As example, note that the BNF is Appendix D does not in any way correspond to the example given 5 lines under it, which uses keywords such as mut and assignment operators such as +=, . and assert statements; none of which appear in the BNF. Similarly, no semantics of the language are provided, so it is impossible to verify any proof about its properties. The BNF also does not cover the syntax for type annotations, which is crucial given the paper's focus on typing tasks.

(2) The paper is overclaiming: no attempt is made at showing the suitability of Transformers as "compiler", as two core phases (code generation and optimization) are not even discussed. Text and helpers such as Fig. 2 seem to be written as if compilers only analyze code, but do nothing else. The term "efficient" is used repeatedly without a definition, and it remains unclear what is viewed as efficient (is it meant as running in polynomial time, or in the less formal, but better understood way of being acceptably fast?)

(3) The paper is not well-written, often referring to concepts, identifiers or ideas not introduced. Examples:

• "the computation process is easily represented in Cybertron" (line 358), when Cybertron is only introduced in the following section
• $L$ in line 318 (its meant to be the sequence length I assume, but the last use of $L$ was in l196 and refers to the number of layers)
• "As types are mathematically interpreted in this paper a discrete subset of a vector space" is the only mention of a representation of types in the main text.

(4) The citing of related work is often incorrect.
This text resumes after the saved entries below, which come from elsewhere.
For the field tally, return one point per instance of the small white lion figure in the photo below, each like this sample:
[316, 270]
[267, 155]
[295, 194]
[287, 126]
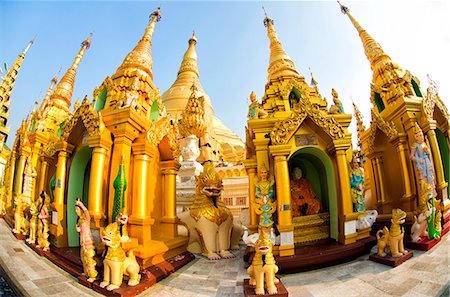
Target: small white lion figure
[366, 220]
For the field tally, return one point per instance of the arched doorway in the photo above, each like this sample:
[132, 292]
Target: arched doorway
[77, 188]
[317, 168]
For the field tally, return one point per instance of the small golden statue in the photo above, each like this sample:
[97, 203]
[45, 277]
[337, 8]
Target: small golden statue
[209, 221]
[34, 211]
[43, 222]
[263, 269]
[116, 263]
[19, 216]
[87, 251]
[255, 111]
[392, 238]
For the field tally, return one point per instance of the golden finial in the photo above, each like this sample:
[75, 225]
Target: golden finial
[359, 122]
[313, 81]
[193, 117]
[372, 49]
[417, 129]
[64, 89]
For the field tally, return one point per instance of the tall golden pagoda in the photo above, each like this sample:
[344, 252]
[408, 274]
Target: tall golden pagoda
[224, 144]
[398, 104]
[299, 133]
[6, 88]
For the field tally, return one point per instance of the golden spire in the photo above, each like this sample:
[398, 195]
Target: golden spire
[360, 128]
[372, 49]
[64, 89]
[141, 56]
[280, 63]
[193, 117]
[47, 95]
[189, 62]
[8, 81]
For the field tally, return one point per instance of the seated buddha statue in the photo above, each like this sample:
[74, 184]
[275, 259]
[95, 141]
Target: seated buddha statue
[303, 197]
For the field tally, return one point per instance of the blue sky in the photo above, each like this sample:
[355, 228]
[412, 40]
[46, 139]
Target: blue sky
[232, 48]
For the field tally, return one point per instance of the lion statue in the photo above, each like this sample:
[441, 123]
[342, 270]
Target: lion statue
[263, 268]
[209, 221]
[392, 238]
[116, 263]
[20, 222]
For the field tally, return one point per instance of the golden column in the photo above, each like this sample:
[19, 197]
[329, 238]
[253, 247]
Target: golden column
[169, 220]
[401, 145]
[250, 166]
[12, 168]
[19, 173]
[42, 174]
[437, 158]
[122, 147]
[64, 149]
[283, 194]
[347, 231]
[140, 221]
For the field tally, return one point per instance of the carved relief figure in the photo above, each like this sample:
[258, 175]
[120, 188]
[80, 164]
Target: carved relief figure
[357, 184]
[255, 111]
[421, 155]
[116, 262]
[303, 196]
[209, 221]
[264, 202]
[34, 211]
[263, 269]
[337, 107]
[87, 251]
[43, 223]
[392, 239]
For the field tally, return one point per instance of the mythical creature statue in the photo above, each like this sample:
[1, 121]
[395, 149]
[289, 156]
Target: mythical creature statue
[263, 269]
[428, 222]
[87, 250]
[393, 237]
[255, 110]
[43, 223]
[34, 211]
[19, 216]
[116, 262]
[209, 221]
[366, 220]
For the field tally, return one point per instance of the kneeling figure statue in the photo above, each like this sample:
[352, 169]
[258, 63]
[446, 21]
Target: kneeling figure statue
[116, 263]
[393, 237]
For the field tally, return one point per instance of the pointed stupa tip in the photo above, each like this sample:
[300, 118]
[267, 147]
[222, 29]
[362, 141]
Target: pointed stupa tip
[193, 39]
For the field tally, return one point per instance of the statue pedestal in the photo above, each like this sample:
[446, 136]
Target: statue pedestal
[389, 260]
[249, 291]
[424, 244]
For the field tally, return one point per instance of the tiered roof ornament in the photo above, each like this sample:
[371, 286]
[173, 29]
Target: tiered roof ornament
[63, 92]
[389, 81]
[193, 117]
[280, 64]
[6, 88]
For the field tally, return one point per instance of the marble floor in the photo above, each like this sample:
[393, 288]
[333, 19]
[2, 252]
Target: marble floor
[426, 274]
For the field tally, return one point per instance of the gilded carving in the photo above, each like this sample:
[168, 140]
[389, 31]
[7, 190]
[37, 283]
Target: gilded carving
[283, 130]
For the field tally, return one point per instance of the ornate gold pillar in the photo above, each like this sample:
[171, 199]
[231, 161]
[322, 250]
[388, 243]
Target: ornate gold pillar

For example, Sect 3 starts with "The major innovation in the transformer architecture is self-attention", which is surprising given that the Transformers paper ("Attention is all you need") has a related work discussing prior uses of self-attention. On the other hand, the contrast to the most related work to the submitted paper (RASP, Weiss et al. 2021) is not discussed beyond a "Cybertron has a powerful algebraic type system that helps to prove complicated operations beyond simple algorithms" (though that type system is not actually introduced in the paper).

Let me be clear that none of the criticism above is about the actual research, but only about the presentation - I don't feel it's possible to fully grasp the proposed ideas given the paper. To some degree, this is a consequence of the ICLR page limit, and so I would make the following two suggestions to the authors:

(i) Submit to a venue with a longer page limit (e.g., TLMR, or POPL/PLDI/OOPSLA as conferences on the PL side that were open to such contributions in the past - in particular POPL seems appropriate). This will allow for a longer exposition and inclusion of more of the crucial details in the main text.

(ii) Think about the core ideas that make things work, and try to focus the exposition on that. For example, RASP already showed how to express primitive programming constructs as parts of a Transformer, so what is new here? What changes are required to make the proofs work? Think back on early steps of the work: what challenges did you need to overcome? These are the things most interesting for other researchers.